New Orleans-based photographer and set-designer a.r. havel’s work is a kitsch and quarantine-soaked memoir to teenage dreams.
Havel’s references upon references upon references create theatrical transparency in photographic collaboration.
A portrait of a confident young woman poses with a guitar, looking like Liz Phair in a room of candles, chandeliers, and a green plastic almost rave-wear style visor. A re-creation of the cover of no-wave artist Cristina’s 1984 album Sleep It Off becomes a shrine to her after she was taken by Covid earlier this year. A nude male figure reclines across a table, “come-hither”-y gazing at the camera and viewers with a nod to high school painting class – a muse who’s in on the joke. Theatre sets drip with magenta hues.
I met a.r. havel in early December for PhotoNola’s annual portfolio reviews. In our 20-minute art-speed date lightning round, his work stood out for its playful sincerity. “Fascinated by the power of queer and radical community resilience,” his work shows the mechanics behind his process, his deep love for pop-culture and art history, and photography’s ability, during these uncertain times, to be both cathartic and fun.
Jon Feinstein in conversation with a.r. havel
Jon Feinstein: "The tassels have tassels!" This line was the (perfect) introduction to your work when I landed on your website. Get into it for me...
a.r. havel: The actual line “the tassels have tassels” was a recurring joke between my studio assistant Morgan Landry and I. While constructing the sets for the quarantine queens / las sirenas series, I had amassed an obscene amount of tassels of so many sizes from French Quarter estate sales; if we weren’t sure what a scene needed, we’d just add more tassels. “Damn! Those are some maxi-tassels!” another friend quipped. But like a lot of things in my work, the personal anecdote has its accompanying cultural reference.

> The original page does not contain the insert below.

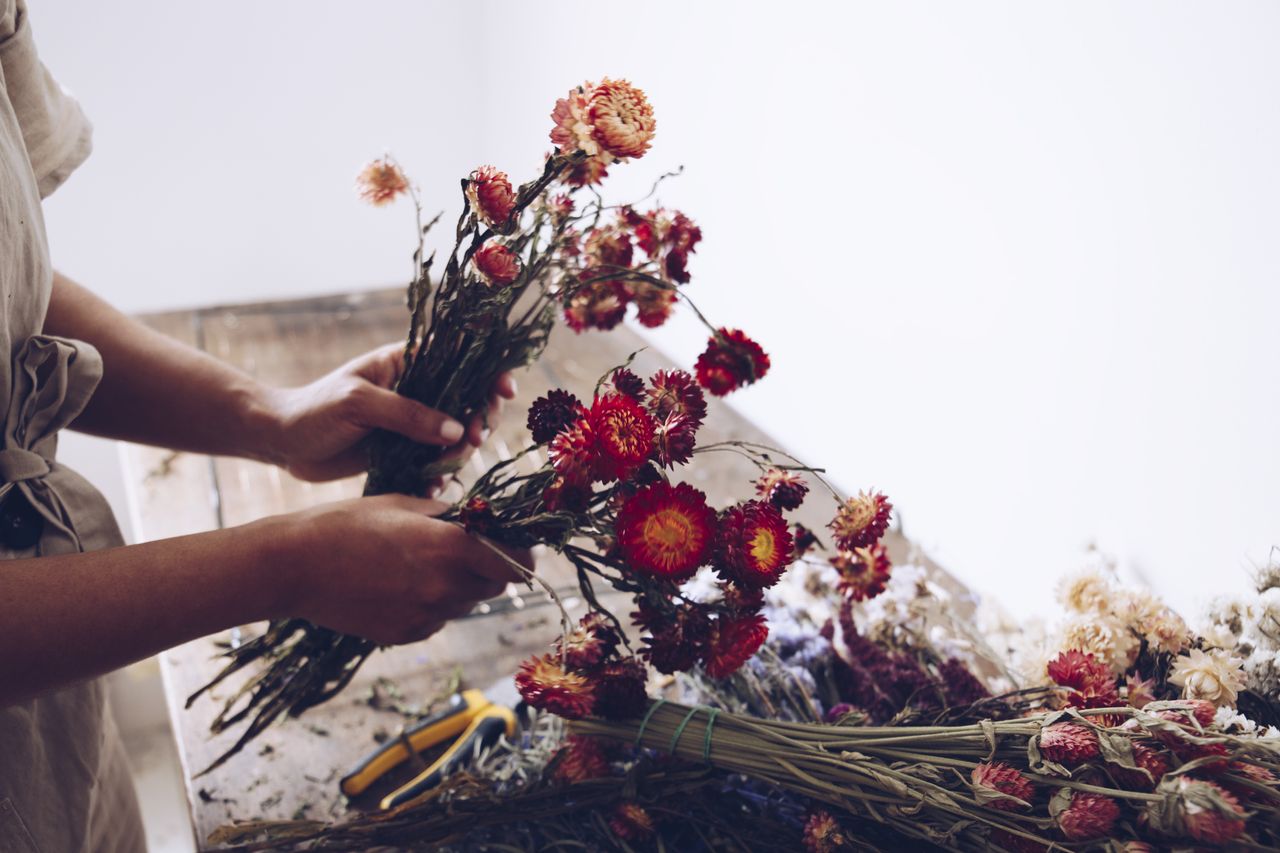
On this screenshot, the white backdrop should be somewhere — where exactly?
[32,0,1280,612]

In this case, it was the comfort I found in a scathing review Roger Ebert gave Ken Russell for his outlandish Tchaikovsky bio-pic, The Music Lovers. The film had always been one of my favorites, and all the things Ebert was tearing Russell to bits about—the “grotesque jungle of incense and candlesticks,” the “fringe that has fringe”— all that baroque absurdism was what I’ve always loved about Russell. Reading the review was a jolt of validation: yes to maximalism, yes to decadent trash, and as is said every carnival season ad nauseam: “more is more.”

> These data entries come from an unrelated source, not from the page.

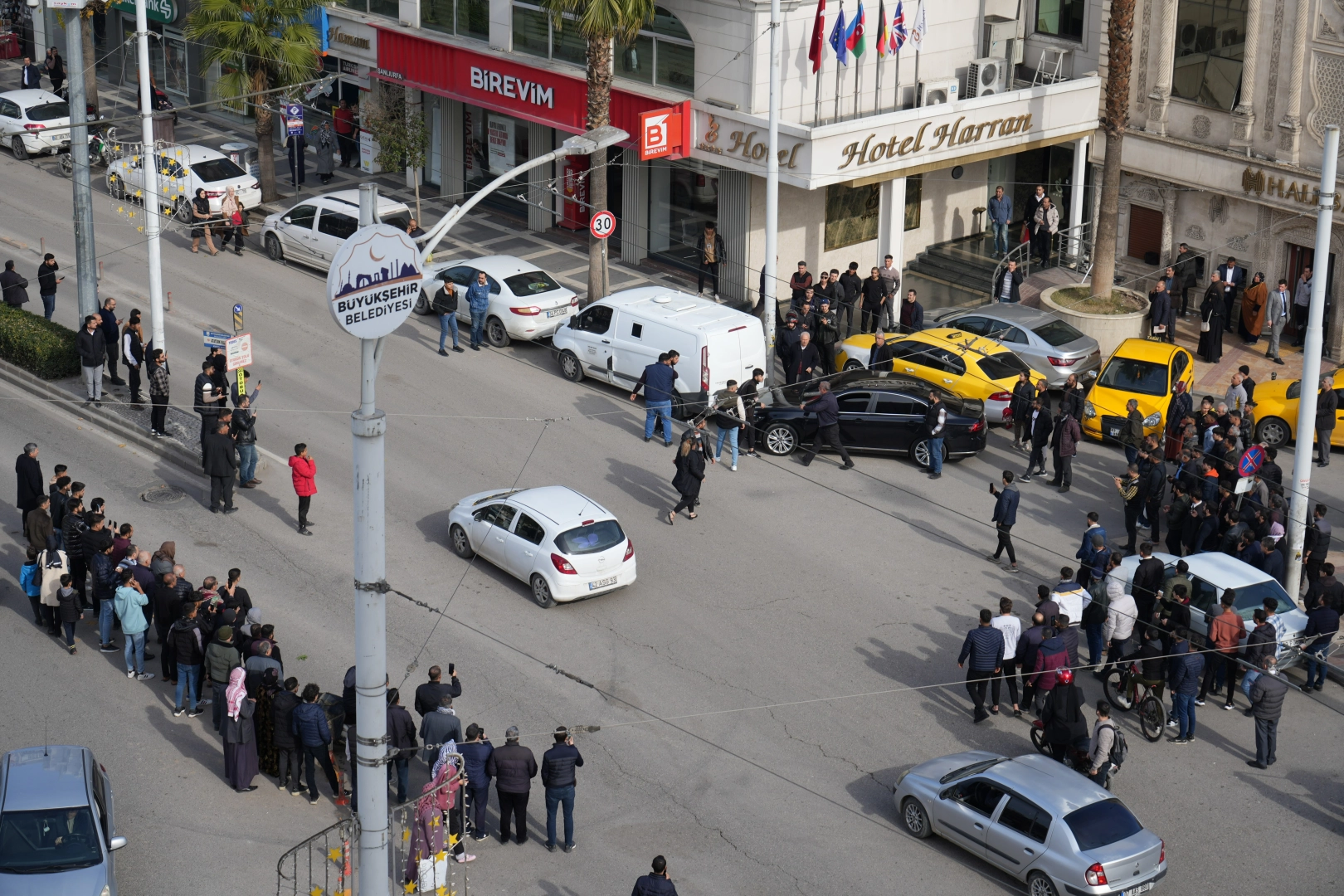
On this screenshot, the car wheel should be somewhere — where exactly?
[561,349,583,382]
[533,572,555,610]
[266,234,285,262]
[1255,416,1293,449]
[763,423,798,457]
[900,796,933,840]
[485,317,514,348]
[447,523,475,560]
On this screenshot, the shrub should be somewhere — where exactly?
[0,305,80,380]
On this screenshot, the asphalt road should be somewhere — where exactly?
[0,150,1344,894]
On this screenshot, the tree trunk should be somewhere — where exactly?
[587,35,611,302]
[1091,0,1134,295]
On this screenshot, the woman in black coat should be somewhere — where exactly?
[668,430,704,525]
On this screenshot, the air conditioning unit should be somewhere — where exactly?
[967,59,1010,97]
[919,78,961,106]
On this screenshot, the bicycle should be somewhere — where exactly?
[1102,661,1166,743]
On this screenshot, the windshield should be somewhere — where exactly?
[1031,321,1083,345]
[555,520,625,553]
[28,102,70,121]
[0,806,102,874]
[1064,798,1144,853]
[1097,358,1166,395]
[191,158,247,184]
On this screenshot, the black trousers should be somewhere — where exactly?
[802,423,854,466]
[494,788,528,844]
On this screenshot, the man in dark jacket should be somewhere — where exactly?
[542,725,583,853]
[957,610,1004,723]
[485,725,536,844]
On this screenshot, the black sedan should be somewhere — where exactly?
[755,369,989,466]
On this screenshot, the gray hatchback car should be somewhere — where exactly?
[0,747,126,896]
[893,751,1166,896]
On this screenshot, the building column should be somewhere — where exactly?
[1145,0,1177,135]
[1274,0,1312,165]
[1231,0,1262,149]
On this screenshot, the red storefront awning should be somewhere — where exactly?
[370,28,672,146]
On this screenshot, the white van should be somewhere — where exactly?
[551,286,766,419]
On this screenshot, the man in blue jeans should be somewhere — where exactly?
[542,725,583,853]
[631,352,676,445]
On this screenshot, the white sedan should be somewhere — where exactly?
[416,256,579,348]
[447,485,635,607]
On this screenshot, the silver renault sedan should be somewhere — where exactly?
[891,751,1166,896]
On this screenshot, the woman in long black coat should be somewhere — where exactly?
[668,430,704,525]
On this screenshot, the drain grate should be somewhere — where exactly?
[139,485,187,504]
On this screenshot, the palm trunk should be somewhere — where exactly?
[1093,0,1134,295]
[587,35,611,302]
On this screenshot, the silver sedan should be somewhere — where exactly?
[893,751,1166,896]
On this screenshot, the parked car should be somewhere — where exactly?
[0,747,126,896]
[416,256,579,348]
[551,286,766,419]
[0,90,70,161]
[1083,338,1193,439]
[261,189,411,271]
[447,485,635,607]
[1119,551,1307,669]
[755,369,989,466]
[926,304,1101,388]
[891,750,1166,896]
[108,144,261,224]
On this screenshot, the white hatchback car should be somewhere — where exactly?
[416,256,579,348]
[447,485,635,607]
[0,90,70,161]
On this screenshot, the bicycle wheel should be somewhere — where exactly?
[1102,669,1134,712]
[1138,694,1166,743]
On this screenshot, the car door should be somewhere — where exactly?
[985,794,1051,877]
[936,778,1006,855]
[507,514,546,582]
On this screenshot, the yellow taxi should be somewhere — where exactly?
[836,326,1040,423]
[1083,338,1199,441]
[1236,367,1344,447]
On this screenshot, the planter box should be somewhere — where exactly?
[1040,284,1147,360]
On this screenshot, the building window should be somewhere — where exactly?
[906,174,923,230]
[825,184,882,252]
[1172,0,1246,111]
[616,7,695,94]
[1036,0,1084,41]
[421,0,490,41]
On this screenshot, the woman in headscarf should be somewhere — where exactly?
[222,666,256,794]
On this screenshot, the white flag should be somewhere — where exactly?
[910,0,928,52]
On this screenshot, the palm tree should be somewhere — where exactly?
[1079,0,1134,297]
[540,0,655,299]
[187,0,321,202]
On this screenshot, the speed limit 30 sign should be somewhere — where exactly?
[589,211,616,239]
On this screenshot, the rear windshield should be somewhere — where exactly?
[1064,798,1144,853]
[504,270,561,297]
[555,520,625,555]
[191,158,247,184]
[0,806,102,874]
[1031,321,1083,345]
[28,102,70,121]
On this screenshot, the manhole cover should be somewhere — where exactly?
[139,485,187,504]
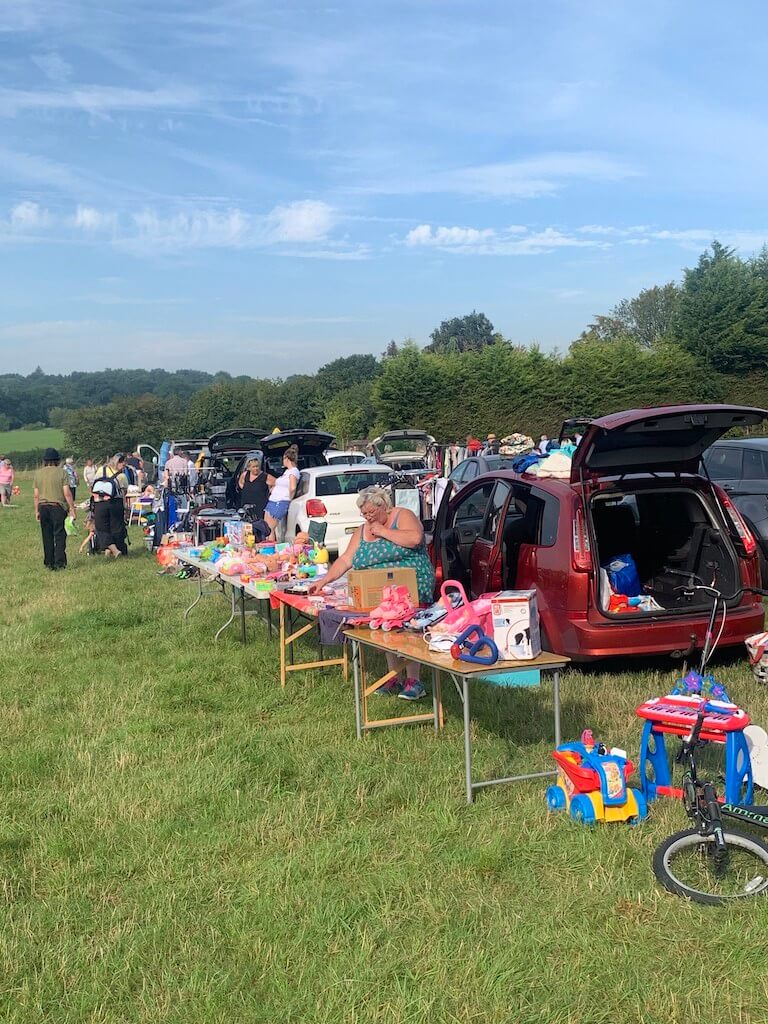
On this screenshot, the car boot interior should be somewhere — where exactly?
[592,487,739,614]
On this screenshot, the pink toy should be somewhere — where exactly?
[371,587,416,633]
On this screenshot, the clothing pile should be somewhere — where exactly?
[499,433,536,456]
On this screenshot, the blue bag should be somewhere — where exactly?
[602,555,643,597]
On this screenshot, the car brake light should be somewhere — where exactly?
[718,487,758,558]
[573,503,592,572]
[306,498,328,519]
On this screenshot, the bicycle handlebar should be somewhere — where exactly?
[675,584,768,604]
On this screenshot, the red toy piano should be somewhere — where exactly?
[637,693,753,804]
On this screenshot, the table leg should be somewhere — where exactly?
[462,676,474,804]
[432,669,442,732]
[213,585,238,642]
[350,640,362,739]
[184,569,203,618]
[286,604,296,665]
[280,601,286,687]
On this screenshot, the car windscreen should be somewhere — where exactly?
[265,454,326,476]
[314,473,389,498]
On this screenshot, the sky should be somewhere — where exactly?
[0,0,768,377]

Feinstein: One thing that fascinated me when looking at your work is your nostalgia for 90s ephemera + pop culture. We talked about Liz Phair and others, who were part of my own early adolescence/ I grew up thru their heyday, but I understand you were much younger during that time. How does this fit into your own identity? Was this music/ culture important for you during your childhood/ adolescence or did it come later? Why are they important to your work and identity now?

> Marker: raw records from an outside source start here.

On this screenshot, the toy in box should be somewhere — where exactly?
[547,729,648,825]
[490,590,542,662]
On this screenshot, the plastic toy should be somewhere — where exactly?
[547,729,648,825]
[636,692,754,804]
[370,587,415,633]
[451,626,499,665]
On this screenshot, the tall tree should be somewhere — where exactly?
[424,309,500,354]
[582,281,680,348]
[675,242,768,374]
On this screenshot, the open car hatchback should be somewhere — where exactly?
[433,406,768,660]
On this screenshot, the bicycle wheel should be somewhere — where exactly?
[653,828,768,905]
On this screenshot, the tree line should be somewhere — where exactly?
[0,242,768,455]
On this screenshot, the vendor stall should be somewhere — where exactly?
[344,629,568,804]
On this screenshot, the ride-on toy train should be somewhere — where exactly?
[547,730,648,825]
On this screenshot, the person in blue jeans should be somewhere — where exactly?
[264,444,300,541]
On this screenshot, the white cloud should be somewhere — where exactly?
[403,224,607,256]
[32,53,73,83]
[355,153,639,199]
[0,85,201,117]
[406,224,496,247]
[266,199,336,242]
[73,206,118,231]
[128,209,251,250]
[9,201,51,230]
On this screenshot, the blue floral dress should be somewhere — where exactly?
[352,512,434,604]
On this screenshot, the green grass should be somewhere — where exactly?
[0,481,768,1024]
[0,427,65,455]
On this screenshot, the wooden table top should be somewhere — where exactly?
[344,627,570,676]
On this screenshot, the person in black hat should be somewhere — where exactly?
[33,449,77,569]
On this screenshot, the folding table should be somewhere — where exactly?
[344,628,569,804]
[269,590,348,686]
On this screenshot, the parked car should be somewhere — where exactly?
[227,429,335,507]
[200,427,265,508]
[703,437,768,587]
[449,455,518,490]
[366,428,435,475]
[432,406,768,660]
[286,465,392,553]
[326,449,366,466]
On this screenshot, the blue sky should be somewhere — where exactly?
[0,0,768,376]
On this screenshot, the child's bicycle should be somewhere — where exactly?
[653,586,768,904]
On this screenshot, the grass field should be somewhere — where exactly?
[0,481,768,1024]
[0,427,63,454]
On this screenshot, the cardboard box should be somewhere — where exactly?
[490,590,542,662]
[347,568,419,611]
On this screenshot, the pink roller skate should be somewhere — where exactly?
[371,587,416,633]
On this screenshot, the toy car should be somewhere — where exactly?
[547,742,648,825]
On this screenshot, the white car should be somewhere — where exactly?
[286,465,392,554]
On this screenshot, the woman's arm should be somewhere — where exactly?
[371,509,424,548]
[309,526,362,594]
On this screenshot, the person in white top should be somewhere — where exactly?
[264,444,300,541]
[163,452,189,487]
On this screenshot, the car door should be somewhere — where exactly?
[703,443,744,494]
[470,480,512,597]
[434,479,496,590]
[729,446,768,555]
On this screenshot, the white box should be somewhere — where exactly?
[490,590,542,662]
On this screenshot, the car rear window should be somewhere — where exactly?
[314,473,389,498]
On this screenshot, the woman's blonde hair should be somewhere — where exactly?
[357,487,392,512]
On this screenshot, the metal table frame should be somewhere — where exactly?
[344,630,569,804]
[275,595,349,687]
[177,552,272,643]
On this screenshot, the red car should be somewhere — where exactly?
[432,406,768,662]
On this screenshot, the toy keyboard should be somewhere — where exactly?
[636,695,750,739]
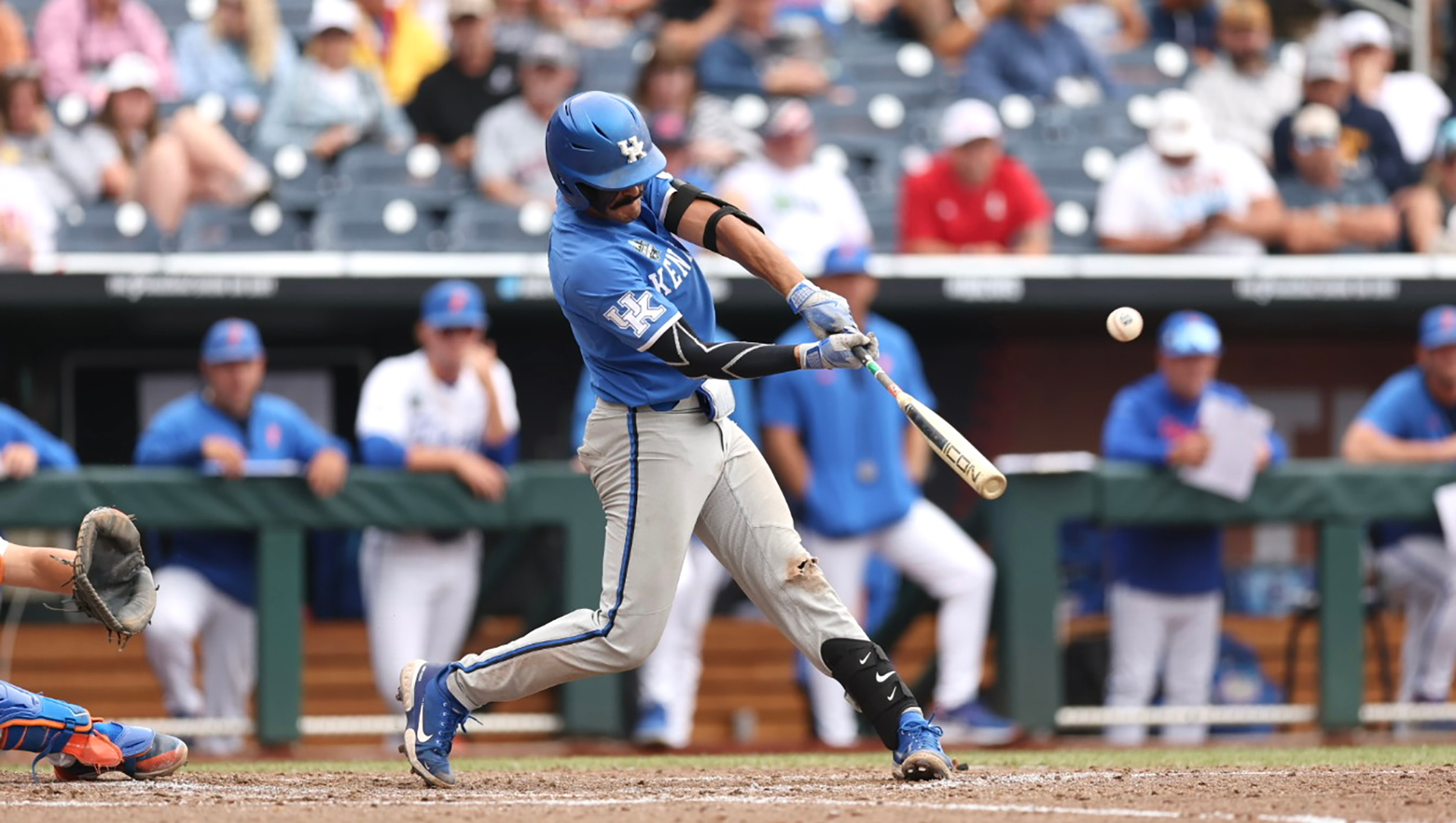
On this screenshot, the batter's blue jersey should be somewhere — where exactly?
[1357,366,1456,549]
[136,392,348,605]
[758,315,935,538]
[549,172,717,410]
[571,326,758,453]
[1102,375,1287,595]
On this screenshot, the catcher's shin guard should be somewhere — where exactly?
[820,638,919,750]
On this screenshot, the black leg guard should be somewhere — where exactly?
[820,638,919,750]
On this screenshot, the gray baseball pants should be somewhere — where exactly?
[447,396,868,708]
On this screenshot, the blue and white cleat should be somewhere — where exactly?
[632,704,670,749]
[937,701,1022,747]
[896,711,956,781]
[396,660,470,788]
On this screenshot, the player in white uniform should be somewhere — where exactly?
[355,280,521,701]
[399,92,954,787]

Richmond-Havel: You know, I always thought it was more “the 80s” I was fascinated by and attempting to evoke. As a kid, I fell asleep to the 80s radio station and listened to my mom’s favorite music so much. So, I was singing Duran Duran and Emerson, Lake & Palmer more than the Backstreet Boys or Britney Spears, or whatever my classmates were listening to. I mean, my first concert was Foreigner and Bad Company—not my choice, but still. So, I’m always going back in time; in some ways, it feels like I have to play catch-up.
Through music, I drift into intense streams of what feels like research, but it's really just trying to get a sense of a time and cultural landscape through popular music. Did you know the creator of Italo Disco was from the Caribbean island of Guadalupe, an asshole so despised that when he was shot dead in his home, most peoples’ reaction was “what took so long?” Or did you know Sophie Muller’s first video with the Eurythmics, “I Need a Man,” was her final for film school; can you imagine that college crit-room full of technically-skilled bros watching Annie Lennox in high-femme drag?
These are the kinds of curious pseudo-historio-cultural scenarios that fascinate me; imagining the meta-narratives behind all the cultural images is often more exciting to me than the person or thing being spot-lighted. So it could be alt-rock Liz Phair, lower-east-side Phoebe Legere, Courtney Love next to a billboard on fire, or Rick James on the corner of Street Songs—it’s all worth getting lost in.
Feinstein: Can you talk about this work's connection to contemporary punk culture? We touched a little on this in our conversation at PhotoNola.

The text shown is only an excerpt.